CFCs, or chlorofluorocarbons,were once used as refrigerants, but were banned due to their role in the depletion of ozone in our upper atmosphere. The evaporation of CFCs can be used to drive the freezing of liquid water. Given the heat of vaporization for one such CFC is 289 J/g, how many grams of liquid water at 25.0 degrees Celsius (oC) could be frozen at 0.0 oC when 52.0 g of the CFC evaporates at its boiling point?

How much heat can be absorbed by the CFC? That's 289 J/g x 52.0g = ?J.
How much heat must be extracted from water to move from 25 C to 0C. That will be mass H2O x specific heat H2O x (25) = ?
How much to freeze H2O. That's mass H2O x heat fusion = ?

heat to freeze H2O + heat to move H2O from 25 to zero = heat absorbed by CFC. I obtained something close to 34 g b ut that's not an exact answer.

For the heat absorbed by the CFC, I got 15028 J. Then for heat extracted from H2O to move from 25 C to 0 C i got 1883.09 J. And for the heat to freeze H2O, 6018.68 J was what I got. When I added the two energy values of H2O, it did not amount to the heat absorbed by CFC. And how did you go from the heat to freeze H2O + heat to move H2O from 25 to 0 = heat absorbed CFC to 34 g of liquid water?

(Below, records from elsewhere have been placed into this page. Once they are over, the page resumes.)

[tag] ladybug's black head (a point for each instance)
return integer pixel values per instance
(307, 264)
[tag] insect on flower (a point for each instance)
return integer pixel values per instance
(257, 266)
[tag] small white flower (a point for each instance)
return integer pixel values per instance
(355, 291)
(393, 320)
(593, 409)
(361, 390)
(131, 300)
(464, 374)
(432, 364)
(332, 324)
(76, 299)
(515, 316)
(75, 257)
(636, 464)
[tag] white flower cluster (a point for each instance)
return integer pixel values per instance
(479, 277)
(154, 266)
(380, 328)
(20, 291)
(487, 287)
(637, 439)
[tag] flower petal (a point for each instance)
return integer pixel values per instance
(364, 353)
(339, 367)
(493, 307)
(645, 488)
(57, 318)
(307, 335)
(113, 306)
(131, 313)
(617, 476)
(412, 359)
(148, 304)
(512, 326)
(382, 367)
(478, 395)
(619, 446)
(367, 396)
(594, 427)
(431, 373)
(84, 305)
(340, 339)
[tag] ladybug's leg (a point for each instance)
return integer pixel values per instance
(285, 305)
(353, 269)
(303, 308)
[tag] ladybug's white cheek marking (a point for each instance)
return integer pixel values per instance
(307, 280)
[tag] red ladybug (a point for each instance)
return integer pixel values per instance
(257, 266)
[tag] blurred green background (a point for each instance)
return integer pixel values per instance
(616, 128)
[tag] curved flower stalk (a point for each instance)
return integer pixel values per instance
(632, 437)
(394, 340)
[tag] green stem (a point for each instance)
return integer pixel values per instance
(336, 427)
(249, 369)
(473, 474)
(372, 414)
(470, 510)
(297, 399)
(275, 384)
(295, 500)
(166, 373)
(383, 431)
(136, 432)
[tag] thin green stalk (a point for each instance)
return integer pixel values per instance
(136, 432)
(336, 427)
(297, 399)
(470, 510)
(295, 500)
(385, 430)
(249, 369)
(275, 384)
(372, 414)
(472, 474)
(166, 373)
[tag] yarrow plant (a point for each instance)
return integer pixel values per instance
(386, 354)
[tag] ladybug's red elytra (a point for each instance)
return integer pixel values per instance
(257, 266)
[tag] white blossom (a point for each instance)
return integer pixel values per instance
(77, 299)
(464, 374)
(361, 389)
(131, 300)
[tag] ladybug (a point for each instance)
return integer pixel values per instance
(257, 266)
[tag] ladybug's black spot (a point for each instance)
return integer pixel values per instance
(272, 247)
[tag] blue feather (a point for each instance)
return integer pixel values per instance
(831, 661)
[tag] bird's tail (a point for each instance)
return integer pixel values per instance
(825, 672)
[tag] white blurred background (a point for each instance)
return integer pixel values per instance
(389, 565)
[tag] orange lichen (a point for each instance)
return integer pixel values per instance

How in the world did you come up with 1883.09J for moving water from 25 to zero? You don't have a mass of water.
mass H2O x specific heat H2O x (Tf-Ti) = mass H2O x 4.184 x (25) = 104.6*mass H2O

How much to freeze H2O. That's mass H2O x 334 = 334*mass H2O
Let x = mass H2O and substitute into
heat to freeze H2O + heat to move H2O from 25 to zero = heat absorbed by CFC.
334x + 104.6x = 15028
Solve for x = mass H2O. I obtained about 34.3 g H2O. We can check the number.
34.3 x 4.184 x 25 = 3587.8 J
34.3 x 334 = 11,456
11,456 + 3587 = 15,043 which doesn't quite add up to the 15028 BECAUSE the 34.3 is rounded from 34.26357.